She’s the first person I saw that loved me, when I came into this world.
Their was just something special about mommy, that made her different from everyone else that held me.
It was in her touch, and smell I guess that made me stop crying.
She would just hold me and everything else would be okay, as long as my mommy held me close to her.
We had a connection between us that no one could replace.
She encouraged me as I walked my first steps and said my first words but, she never pushed me, she let me do it in my own time.
I didn’t wanna leave mommy, my first day of preschool. It would be the first time I’d ever been away from her. But somehow I survived without her for a few hours everyday.
Summer came and we’d go to the carnivals. She’d ride with me on the carousal, or if she couldn’t ride along she’d help me get on the ride, and watch her little girl have the best time of her life.
And in her own way she was too watching me.

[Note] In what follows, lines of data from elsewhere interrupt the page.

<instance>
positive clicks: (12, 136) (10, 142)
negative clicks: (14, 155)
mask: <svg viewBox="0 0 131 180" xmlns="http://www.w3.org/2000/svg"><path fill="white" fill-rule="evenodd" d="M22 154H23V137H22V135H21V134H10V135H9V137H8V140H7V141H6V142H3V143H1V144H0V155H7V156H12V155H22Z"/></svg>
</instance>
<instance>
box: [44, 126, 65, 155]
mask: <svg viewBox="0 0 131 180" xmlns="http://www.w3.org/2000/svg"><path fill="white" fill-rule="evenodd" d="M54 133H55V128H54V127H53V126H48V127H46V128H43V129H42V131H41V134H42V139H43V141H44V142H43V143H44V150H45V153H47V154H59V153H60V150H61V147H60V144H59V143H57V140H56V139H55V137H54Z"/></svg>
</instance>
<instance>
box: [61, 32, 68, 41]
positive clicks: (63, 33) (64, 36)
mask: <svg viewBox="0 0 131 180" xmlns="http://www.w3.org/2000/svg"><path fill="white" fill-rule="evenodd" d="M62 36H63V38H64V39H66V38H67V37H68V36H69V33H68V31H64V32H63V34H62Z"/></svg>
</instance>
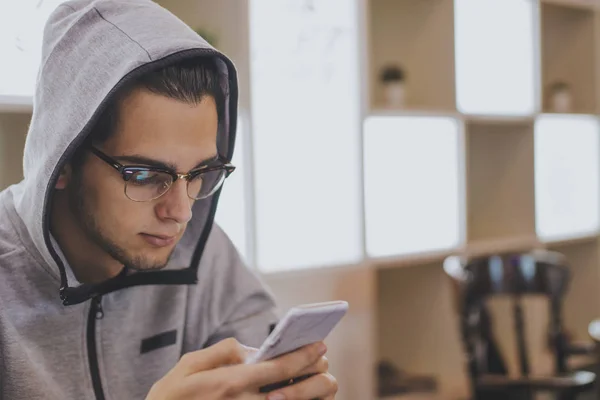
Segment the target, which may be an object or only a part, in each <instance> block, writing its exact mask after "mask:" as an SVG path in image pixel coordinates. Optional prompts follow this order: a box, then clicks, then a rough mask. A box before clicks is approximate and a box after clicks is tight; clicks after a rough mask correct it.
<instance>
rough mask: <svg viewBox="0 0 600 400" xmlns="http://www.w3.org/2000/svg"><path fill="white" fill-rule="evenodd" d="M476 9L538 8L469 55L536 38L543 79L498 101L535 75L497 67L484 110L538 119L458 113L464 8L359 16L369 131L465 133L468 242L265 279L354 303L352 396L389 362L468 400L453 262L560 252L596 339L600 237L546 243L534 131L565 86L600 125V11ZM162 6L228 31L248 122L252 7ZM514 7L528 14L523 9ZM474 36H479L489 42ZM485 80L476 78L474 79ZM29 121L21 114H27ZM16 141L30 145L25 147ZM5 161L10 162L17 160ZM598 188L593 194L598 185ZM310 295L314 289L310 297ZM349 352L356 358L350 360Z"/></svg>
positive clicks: (281, 294) (285, 305) (367, 395)
mask: <svg viewBox="0 0 600 400" xmlns="http://www.w3.org/2000/svg"><path fill="white" fill-rule="evenodd" d="M457 1H458V0H457ZM468 1H469V0H462V1H461V4H463V5H464V4H467V5H468ZM470 1H473V2H484V3H485V2H488V1H495V6H498V5H499V4H506V5H507V7H512V6H514V5H515V4H517V5H518V2H519V1H521V2H527V3H528V4H533V13H532V18H533V21H532V24H531V26H532V29H531V30H530V31H527V32H516V33H515V32H514V29H515V26H514V24H513V22H514V21H516V20H520V21H521V22H523V18H521V19H519V18H520V16H519V15H515V14H514V13H513V14H511V13H510V12H508V13H497V14H495V17H496V19H500V20H493V21H489V23H486V21H480V22H481V26H483V27H486V29H491V30H492V31H488V32H487V33H486V35H487V36H485V37H491V38H496V40H495V41H494V45H493V46H492V49H490V48H488V47H486V43H484V42H482V43H481V54H482V55H481V56H480V57H481V58H484V59H479V58H478V56H477V53H474V54H473V55H470V56H469V57H471V58H472V62H473V63H478V65H479V63H482V64H481V65H487V64H485V61H486V59H485V57H486V55H485V54H491V53H490V51H492V52H493V51H495V50H498V52H501V53H502V54H512V53H511V52H510V50H511V49H510V48H508V49H507V48H506V46H505V47H503V43H502V39H501V38H503V37H510V35H514V34H517V35H519V36H518V40H515V39H514V37H513V38H512V39H511V40H512V42H511V43H515V42H517V43H519V42H520V41H524V43H525V42H527V41H528V40H530V41H531V43H532V47H531V53H532V54H530V55H531V56H532V60H533V67H532V68H533V69H534V70H533V73H532V76H533V79H532V80H531V81H528V82H527V83H526V84H524V85H523V86H522V87H520V88H519V87H516V88H513V86H514V85H513V86H510V87H511V88H513V89H511V90H513V91H512V92H511V93H510V97H506V93H504V92H502V94H501V95H498V94H497V93H495V92H494V91H495V90H498V89H502V88H503V82H508V83H514V82H513V81H512V80H511V74H520V75H519V76H520V77H521V78H522V77H527V73H528V72H527V71H525V72H523V70H522V68H524V67H523V65H524V64H523V62H522V60H521V59H519V58H514V59H513V58H506V59H499V60H496V59H495V58H494V61H498V62H499V63H501V65H496V67H497V69H495V70H494V71H492V72H490V71H487V70H486V71H481V73H482V74H484V75H485V76H486V77H488V78H487V79H491V80H493V82H488V83H491V84H490V85H485V89H486V90H485V91H484V95H485V96H489V97H486V98H485V99H482V101H483V100H485V103H486V104H488V103H489V104H492V103H494V101H498V102H504V104H508V105H509V106H510V105H511V103H513V102H514V103H518V104H523V108H527V107H529V106H528V104H531V103H532V104H533V106H532V107H529V108H527V109H528V111H526V112H511V113H502V112H497V110H490V111H489V112H486V111H485V110H480V111H479V112H469V111H464V110H460V107H459V106H458V103H459V102H458V100H457V97H458V93H459V92H460V89H461V86H460V85H461V84H462V85H466V84H468V83H469V82H468V77H467V82H465V81H464V80H463V81H460V82H459V81H457V78H456V75H457V64H458V57H461V54H457V53H458V52H457V43H456V31H457V28H459V27H457V26H455V23H456V16H457V11H456V8H455V2H454V0H356V4H358V9H359V10H363V11H364V13H363V12H360V13H359V17H360V18H363V19H362V20H361V22H360V23H359V24H358V26H359V32H358V34H359V35H358V43H357V46H359V47H360V51H359V54H363V55H365V57H366V59H365V60H362V61H361V66H363V67H364V70H361V74H360V76H361V79H362V80H363V82H362V87H363V92H362V93H361V96H363V98H365V99H366V100H365V103H366V109H365V110H363V111H362V113H363V115H361V118H362V120H363V121H364V119H366V118H368V117H370V116H380V117H381V116H383V117H389V118H406V117H414V116H419V117H424V118H427V117H440V116H443V117H449V118H453V119H454V120H456V122H457V124H459V126H460V131H461V132H460V136H461V140H462V143H463V144H464V146H463V147H464V148H461V149H462V150H461V151H460V152H459V156H460V159H459V163H460V164H461V171H462V176H461V178H462V179H461V182H460V185H461V187H460V188H459V189H460V191H461V196H462V197H461V199H462V203H463V204H461V206H460V207H459V209H458V210H456V212H457V213H458V215H459V217H460V221H461V224H462V228H463V229H462V231H463V232H462V233H461V237H460V243H459V244H458V245H457V246H456V248H451V249H441V250H440V249H437V250H433V249H432V250H431V251H425V252H422V251H420V252H417V253H414V254H398V255H393V256H389V257H385V258H375V259H368V260H366V262H364V263H361V264H360V265H358V266H357V265H354V266H348V267H339V268H330V269H322V270H316V269H315V270H311V271H302V272H298V273H290V274H289V275H286V273H277V274H273V275H271V276H267V277H266V279H267V281H268V282H269V283H271V284H273V288H274V291H275V292H276V295H277V296H278V297H279V299H280V301H281V304H282V308H286V307H287V306H292V305H294V304H296V303H299V302H307V301H323V300H328V299H335V298H340V297H343V298H350V299H353V301H352V302H351V304H352V306H353V309H352V313H351V314H350V315H349V318H347V319H346V325H345V326H344V330H343V331H340V333H338V335H339V336H336V341H335V343H333V342H332V346H333V347H332V349H333V350H332V351H333V354H334V355H333V357H332V361H331V363H332V365H334V366H337V367H334V368H337V369H336V370H335V371H334V372H335V373H336V374H337V375H340V376H339V377H340V378H341V380H340V382H341V383H342V384H343V385H346V387H347V388H348V389H347V390H346V391H345V392H344V395H343V397H342V398H344V399H357V400H358V399H360V400H363V399H366V398H372V397H370V396H368V395H367V394H365V393H367V392H369V391H371V392H372V391H373V390H374V387H376V385H372V381H370V376H371V375H370V374H372V373H373V371H374V367H375V363H376V362H377V361H378V360H380V359H382V358H386V359H390V360H391V361H393V362H394V363H396V364H397V365H399V366H400V367H402V368H403V369H406V370H407V371H408V372H414V373H423V374H433V375H435V376H436V377H437V378H438V380H439V383H440V390H441V395H442V396H443V398H445V399H459V398H466V397H467V394H468V385H467V381H466V375H465V372H464V371H465V369H464V368H465V365H464V359H463V353H462V347H461V343H460V341H459V333H458V326H457V323H456V316H455V314H454V310H453V309H452V306H451V292H450V288H449V284H448V281H447V279H446V277H445V276H444V274H443V270H442V262H443V260H444V258H445V257H447V256H448V255H450V254H460V253H468V254H486V253H492V252H497V251H512V250H514V251H518V250H525V249H528V248H531V247H538V246H543V247H548V248H550V249H554V250H558V251H561V252H563V253H564V254H565V255H566V256H567V257H568V259H569V260H570V262H571V265H572V268H573V273H574V279H573V281H572V283H571V289H570V292H569V295H568V300H567V304H566V306H565V310H564V311H565V318H566V322H567V325H568V326H569V329H570V330H571V331H572V332H573V334H574V335H575V337H576V338H579V339H585V336H586V328H587V323H588V322H589V321H590V320H591V319H592V318H596V317H599V316H600V297H599V296H598V295H597V293H599V292H600V268H599V267H600V241H599V240H598V238H599V237H598V232H591V233H590V232H588V233H586V234H585V235H582V236H580V237H569V238H568V239H561V240H553V241H549V242H543V241H542V240H541V239H540V238H539V237H538V236H537V229H536V227H537V225H538V221H536V202H535V198H536V178H535V159H536V157H535V145H534V142H535V141H534V137H535V135H534V127H535V122H536V121H537V120H538V119H539V118H540V117H541V116H542V115H543V114H545V113H551V112H552V111H553V110H552V108H551V106H550V103H549V102H548V96H549V92H548V89H549V87H550V85H552V84H553V83H555V82H557V81H561V82H565V83H567V84H568V85H569V86H570V88H571V92H572V95H573V109H572V111H571V113H573V114H589V115H592V116H595V117H597V118H600V0H501V1H499V0H470ZM158 2H159V3H160V4H161V5H163V6H164V7H166V8H168V9H169V10H171V11H172V12H174V13H175V14H177V15H178V16H180V17H181V18H182V19H183V20H184V21H185V22H186V23H188V24H189V25H190V26H194V27H197V26H205V27H208V28H210V29H211V30H213V31H214V32H216V33H217V34H218V36H219V46H218V47H219V48H221V49H222V50H223V51H224V52H225V53H226V54H228V55H229V56H230V57H232V59H233V60H234V62H235V63H236V65H237V67H238V70H239V78H240V85H241V86H240V87H241V96H240V107H241V108H242V109H244V111H245V112H248V111H249V110H250V109H251V104H250V102H251V100H250V96H249V92H250V82H249V81H250V73H249V70H250V61H249V58H250V54H251V52H250V49H249V46H248V14H249V7H248V0H242V1H240V0H220V1H219V2H214V1H212V0H199V1H196V2H188V1H186V0H160V1H158ZM473 4H475V3H473ZM490 4H492V3H490ZM515 10H519V11H518V12H521V11H522V9H521V8H515ZM508 11H511V10H508ZM506 15H510V17H511V19H510V20H508V19H506V20H503V19H502V18H508V17H506ZM513 17H514V18H517V19H515V20H513V19H512V18H513ZM460 28H462V27H460ZM493 29H497V30H498V31H493ZM472 36H473V37H477V36H478V35H477V31H475V32H473V34H472ZM498 38H500V39H498ZM527 43H529V42H527ZM494 46H495V47H494ZM511 46H512V44H511ZM476 47H477V45H475V48H476ZM471 48H473V47H472V46H471ZM523 48H526V46H525V47H523ZM521 50H522V49H521ZM390 63H397V64H399V65H401V66H402V67H403V69H404V70H405V72H406V78H407V83H406V89H407V93H408V97H407V102H406V107H404V108H403V109H392V108H389V107H386V105H385V102H384V94H383V90H382V87H381V85H380V84H379V74H380V71H381V68H382V67H384V66H386V65H389V64H390ZM515 71H516V72H515ZM482 76H483V75H482ZM463 78H464V77H463ZM480 78H481V77H480V76H478V77H473V79H474V81H477V79H480ZM503 80H505V81H503ZM478 82H479V81H478ZM504 86H505V85H504ZM282 90H285V88H284V87H282ZM521 90H522V92H521ZM532 91H533V93H534V96H533V97H532V98H533V101H532V102H527V101H523V102H521V100H522V99H523V98H524V97H527V98H528V99H529V98H530V97H531V96H530V94H531V92H532ZM528 96H529V97H528ZM526 106H527V107H526ZM499 108H503V107H499ZM504 108H510V107H504ZM530 108H532V109H530ZM30 111H31V105H30V104H29V103H27V102H26V101H23V100H22V99H20V100H19V101H5V102H4V104H3V102H2V101H1V99H0V134H1V135H0V136H1V139H2V141H3V142H5V139H4V136H7V135H5V132H9V131H11V132H12V131H18V132H22V133H24V132H25V131H26V125H27V119H28V116H29V113H30ZM23 112H24V113H23ZM17 113H23V114H22V115H21V116H15V115H16V114H17ZM359 123H360V121H359ZM569 133H570V132H567V131H565V134H569ZM598 135H600V132H598ZM17 141H18V143H22V141H23V138H22V137H19V138H18V140H17ZM17 147H18V146H15V144H14V143H13V144H11V145H10V146H9V147H6V146H4V148H5V149H6V148H10V149H11V154H16V153H15V151H14V149H15V148H17ZM3 154H7V153H6V150H3ZM17 158H18V157H13V158H9V157H8V156H3V166H4V168H5V169H10V170H11V171H19V170H20V162H21V160H20V159H17ZM8 163H10V166H9V165H8ZM5 164H6V165H5ZM411 172H414V173H415V174H418V173H419V171H411ZM11 174H12V175H11V176H10V177H8V178H6V177H4V180H1V181H0V182H2V183H3V184H4V186H6V185H8V184H10V183H12V181H14V180H16V179H17V178H16V175H15V174H14V173H13V172H11ZM333 179H335V178H333ZM557 179H558V177H557ZM589 184H590V188H592V186H598V185H599V182H589ZM401 189H402V188H394V190H401ZM592 189H594V190H596V189H597V188H592ZM565 190H567V189H565ZM439 196H443V193H442V194H439ZM598 207H600V205H598ZM300 286H301V287H302V289H301V290H300V291H298V290H297V289H298V288H299V287H300ZM306 288H310V290H307V289H306ZM336 345H337V347H336ZM349 349H350V350H351V351H352V354H349V353H348V351H349ZM369 385H370V386H369Z"/></svg>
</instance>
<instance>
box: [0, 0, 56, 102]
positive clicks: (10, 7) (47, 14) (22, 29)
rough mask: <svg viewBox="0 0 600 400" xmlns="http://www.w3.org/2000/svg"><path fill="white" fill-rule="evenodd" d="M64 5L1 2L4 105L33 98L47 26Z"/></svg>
mask: <svg viewBox="0 0 600 400" xmlns="http://www.w3.org/2000/svg"><path fill="white" fill-rule="evenodd" d="M63 2H64V0H18V1H17V0H0V54H1V55H2V56H1V57H0V103H8V102H10V99H11V98H14V99H18V100H19V101H20V102H23V97H26V98H31V97H32V96H33V92H34V88H35V82H36V78H37V72H38V68H39V63H40V58H41V51H42V36H43V31H44V24H45V23H46V21H47V19H48V17H49V16H50V14H51V13H52V11H54V9H55V8H56V7H57V6H58V5H59V4H60V3H63ZM15 101H16V100H15Z"/></svg>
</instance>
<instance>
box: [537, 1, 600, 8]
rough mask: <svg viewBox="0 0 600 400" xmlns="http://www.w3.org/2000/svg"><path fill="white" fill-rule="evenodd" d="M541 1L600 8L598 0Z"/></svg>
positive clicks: (574, 6) (572, 5) (595, 7)
mask: <svg viewBox="0 0 600 400" xmlns="http://www.w3.org/2000/svg"><path fill="white" fill-rule="evenodd" d="M541 3H542V4H548V5H557V6H562V7H567V8H576V9H584V10H597V9H600V3H599V2H598V1H597V0H541Z"/></svg>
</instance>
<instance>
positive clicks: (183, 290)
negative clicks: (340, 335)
mask: <svg viewBox="0 0 600 400" xmlns="http://www.w3.org/2000/svg"><path fill="white" fill-rule="evenodd" d="M42 53H43V54H42V62H41V70H40V75H39V81H38V85H37V89H36V93H35V99H34V113H33V118H32V121H31V126H30V129H29V133H28V137H27V141H26V146H25V157H24V175H25V177H24V180H23V181H22V182H20V183H19V184H17V185H14V186H12V187H10V188H9V189H7V190H5V191H4V192H2V193H1V194H0V221H1V222H0V398H2V399H11V400H18V399H28V400H30V399H50V400H54V399H57V400H58V399H61V400H62V399H114V400H123V399H127V400H132V399H149V400H165V399H173V400H176V399H225V398H226V399H265V398H271V399H284V398H288V399H312V398H326V399H332V398H333V397H334V395H335V393H336V382H335V379H334V378H333V377H332V376H331V375H330V374H329V373H328V372H327V371H328V368H327V361H326V359H325V358H324V357H323V355H324V353H325V348H324V346H323V344H322V343H319V344H316V345H312V346H308V347H306V348H303V349H300V350H298V351H296V352H294V353H291V354H289V355H286V356H283V357H281V358H279V359H276V360H273V361H268V362H263V363H259V364H256V365H245V364H244V363H243V360H244V358H245V356H246V354H247V353H246V352H247V351H251V350H248V349H247V348H246V347H244V346H242V345H241V344H240V342H241V343H243V344H244V345H249V346H255V347H256V346H258V345H259V344H260V343H261V342H262V341H263V340H264V338H265V337H266V336H267V334H268V333H269V329H270V326H272V324H274V323H275V322H276V317H275V313H274V301H273V298H272V296H271V294H270V293H269V292H268V291H267V289H266V288H265V287H264V286H263V284H262V283H261V281H260V280H259V278H258V277H257V276H256V275H255V274H253V273H252V272H251V271H249V270H248V269H247V268H246V267H245V266H244V265H243V264H242V262H241V260H240V257H239V255H238V253H237V251H236V250H235V248H234V246H233V245H232V244H231V242H230V241H229V239H228V238H227V237H226V235H225V234H224V233H223V232H222V231H221V230H220V229H219V228H218V227H217V226H215V225H214V224H213V218H214V214H215V210H216V206H217V201H218V196H219V193H220V192H219V191H220V188H221V185H222V183H223V181H224V180H225V178H226V177H227V176H228V175H229V174H230V173H232V172H233V170H234V166H232V165H230V163H229V162H230V160H231V156H232V153H233V148H234V132H235V126H236V111H237V82H236V72H235V69H234V66H233V65H232V63H231V62H230V61H229V60H228V59H227V58H226V57H225V56H224V55H222V54H220V53H219V52H217V51H216V50H214V49H212V48H210V47H209V46H208V45H207V43H206V42H205V41H204V40H203V39H201V38H200V37H198V36H197V35H196V34H195V33H194V32H193V31H192V30H191V29H189V28H188V27H187V26H185V25H184V24H183V23H182V22H180V21H179V20H178V19H177V18H175V17H174V16H173V15H171V14H170V13H168V12H167V11H165V10H164V9H162V8H160V7H159V6H158V5H156V4H154V3H153V2H152V1H149V0H128V1H124V0H96V1H91V0H76V1H70V2H66V3H64V4H62V5H61V6H59V7H58V8H57V10H56V11H55V12H54V13H53V14H52V16H51V17H50V20H49V21H48V23H47V26H46V29H45V33H44V46H43V52H42ZM306 375H309V376H311V377H310V378H308V379H305V380H300V381H299V382H295V383H294V382H293V381H291V382H292V384H291V385H288V386H286V387H284V388H282V389H278V390H275V391H272V392H271V393H265V394H263V393H260V392H261V391H260V388H262V387H264V386H265V385H268V384H272V383H277V382H282V381H286V382H289V381H290V379H292V378H294V377H298V376H306ZM267 396H268V397H267Z"/></svg>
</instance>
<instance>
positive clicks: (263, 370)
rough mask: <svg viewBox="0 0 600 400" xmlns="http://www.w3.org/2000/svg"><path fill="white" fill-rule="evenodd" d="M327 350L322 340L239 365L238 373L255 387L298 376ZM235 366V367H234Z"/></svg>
mask: <svg viewBox="0 0 600 400" xmlns="http://www.w3.org/2000/svg"><path fill="white" fill-rule="evenodd" d="M326 352H327V347H326V346H325V344H323V343H322V342H318V343H315V344H311V345H308V346H305V347H302V348H300V349H298V350H296V351H294V352H291V353H288V354H286V355H283V356H281V357H278V358H275V359H273V360H269V361H263V362H260V363H258V364H253V365H240V366H239V370H240V371H239V373H240V374H241V375H243V376H246V377H247V379H249V380H250V382H252V383H253V384H254V385H255V387H256V388H259V387H261V386H265V385H268V384H272V383H276V382H281V381H284V380H289V379H291V378H295V377H298V376H299V375H300V372H301V371H302V370H304V369H306V368H310V366H311V365H313V364H315V363H316V362H317V361H318V360H319V359H320V358H321V357H323V355H324V354H325V353H326ZM236 368H237V367H236Z"/></svg>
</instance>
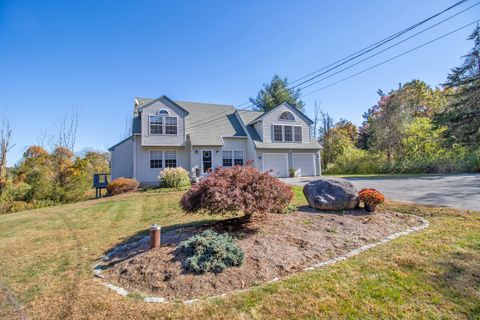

I grew up fast how all children do, I remember my mom would always help me do my hair. I wanted it to be pretty, and I knew she always knew how to do it so perfect. She’d help me learn to put on makeup, and show me what to wear, though I didn’t always like the outfits she’d pick, but I’d always end up wearing them.
Soon mommies little girl became a woman, we cried together only my reason was of coarse different than hers. I was in pain and she was crying because she knew her baby could have a baby someday now.
All teens go through things and they need mother, daughter talks.
We had several, we’d talk about all the things I wasn’t, and all the things I couldn’t have, we’d cry until we couldn’t cry anymore. She always seemed to have the right things to say to me, that made me feel so special, it always made things all better.
Years later I found a letter that she wrote about me saying “No money could buy the looks, smiles, and laughter when she waves hello to us from the rides.”
As a child I didn’t understand how my mother felt about me, of coarse you sense the love that she shows, but you don’t have any idea about how she truly feels for you.
Growing up I’ve seen more now then ever, that a mother understands what a child doesn’t say.
I know I will never know how much my mother loves me, or how a mother feels about her child until I become a mother someday.
I’ve watched my mother tend to her own mother over the years.
She’s always taken care of her every need. This past year, she was in the hospital, and had two major surgeries. She was in the hospital for one month, my mother was by her side around the clock. Leaving her only when she had to go home and sleep leaving family with her.
She’s a good daughter to her mother.
My mother has been a faithful wife, for twenty-one years to my daddy.
Always putting a good home cooked meal on the table for us or she’ll tell daddy were going out tonight!
She always makes sure daddy’s hair looks good, and his clothes go together.
Even though my mom doesn’t work, it paid off in the long run, because she has always been there for her girls, which is the most important thing to us.
Mom grew up in the church, but she never really had a real relationship with God until she got older.
Then she began to really understand more about what being a Christian really is all about.
I’ve seen her in her room on her knees talking to God, praying for us girls, praying for answers in this life. She wants only wants the best for her girls. She shows us daily how to make a difference in this world, and to put Him first always.
I can honestly say, she’ll have no regrets. She’s raised us girls the best any mother ever could.
She’s my role model, and no one could ever replace her.
God placed us mother, and daughter for a reason and I am so grateful to him.
She’s a mother that I hope to be someday!